You probably already know that if you have asthma, you shouldn’t smoke. But what about the effects of passive smoking?
- Cigarette smoke contains more than 4000 chemicals, including carbon monoxide, ammonia and arsenic, and includes carcinogens (cancer-causing chemicals).
- If you have asthma, exposure to other people’s tobacco smoke — environmental tobacco smoke — can trigger an asthma attack, and it can increase the number of attacks you might have.
- If people smoke around you it can increase your lungs’ sensitivity to other asthma triggers, such as pollen or dust mites.

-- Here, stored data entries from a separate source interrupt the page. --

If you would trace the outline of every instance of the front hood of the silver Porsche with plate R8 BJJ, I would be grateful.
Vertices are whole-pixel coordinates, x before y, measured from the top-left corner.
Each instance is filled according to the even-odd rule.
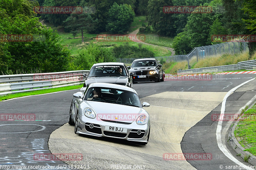
[[[142,112],[140,107],[88,100],[85,102],[96,112],[96,118],[99,120],[132,123]]]

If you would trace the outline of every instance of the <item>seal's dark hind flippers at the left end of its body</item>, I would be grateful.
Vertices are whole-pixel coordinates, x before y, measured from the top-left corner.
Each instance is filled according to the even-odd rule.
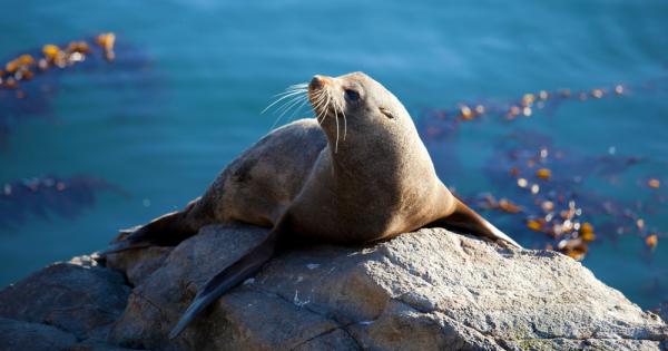
[[[184,211],[168,213],[138,228],[122,231],[117,241],[100,252],[105,256],[131,248],[148,246],[174,246],[197,234],[196,221],[191,214],[197,199],[190,202]]]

- Passive smoking might reduce your lung function if you have asthma.
- Exposure to other people’s smoke might increase your need for asthma medications.
- Not only is passive smoking associated with asthma, but it has also been linked to lung cancer, heart conditions and lower respiratory illnesses.

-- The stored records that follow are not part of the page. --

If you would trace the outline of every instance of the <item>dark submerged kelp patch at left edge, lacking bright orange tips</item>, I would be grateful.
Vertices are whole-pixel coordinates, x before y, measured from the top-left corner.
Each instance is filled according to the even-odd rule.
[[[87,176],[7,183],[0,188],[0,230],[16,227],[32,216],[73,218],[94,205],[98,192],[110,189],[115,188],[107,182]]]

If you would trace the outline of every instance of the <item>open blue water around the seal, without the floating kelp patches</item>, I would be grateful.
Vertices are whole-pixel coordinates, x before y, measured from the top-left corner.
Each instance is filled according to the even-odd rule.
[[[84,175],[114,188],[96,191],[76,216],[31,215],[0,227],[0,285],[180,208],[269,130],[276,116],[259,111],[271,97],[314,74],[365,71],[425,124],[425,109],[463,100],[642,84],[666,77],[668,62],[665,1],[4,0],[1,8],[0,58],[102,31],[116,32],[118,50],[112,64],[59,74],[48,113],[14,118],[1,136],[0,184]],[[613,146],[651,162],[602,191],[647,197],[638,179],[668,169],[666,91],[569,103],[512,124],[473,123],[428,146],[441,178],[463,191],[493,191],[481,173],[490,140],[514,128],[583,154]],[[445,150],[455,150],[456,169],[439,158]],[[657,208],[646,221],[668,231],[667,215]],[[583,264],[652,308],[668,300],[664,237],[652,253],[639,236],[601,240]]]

How it affects your children
- If you smoke during pregnancy, you increase your baby’s chances of having lung problems such as asthma.
- Passive smoking is a significant factor in the development of childhood asthma. Exposure to passive smoking may trigger asthma in children who are already genetically predisposed to the condition.
- Your children are more likely to suffer from ear infections, serious chest infections, wheezing and coughing if you are a smoker.
- Children with asthma who are exposed to environmental tobacco smoke take longer to recover from asthma symptoms than those not exposed.
What you can do
- Don’t smoke.
- Minimise your exposure to tobacco smoke by putting ‘no smoking’ signs up in your home and work environments to encourage family, friends and colleagues to be smoke-free around you.
- Request non-smoking areas when dining out or travelling to help reduce your exposure.
- If you are unable to avoid a smoky area, take your reliever medication before you are exposed.
- Keep your day-to-day asthma under control. Well-controlled asthma means you are better equipped to deal effectively with exposure to passive smoking.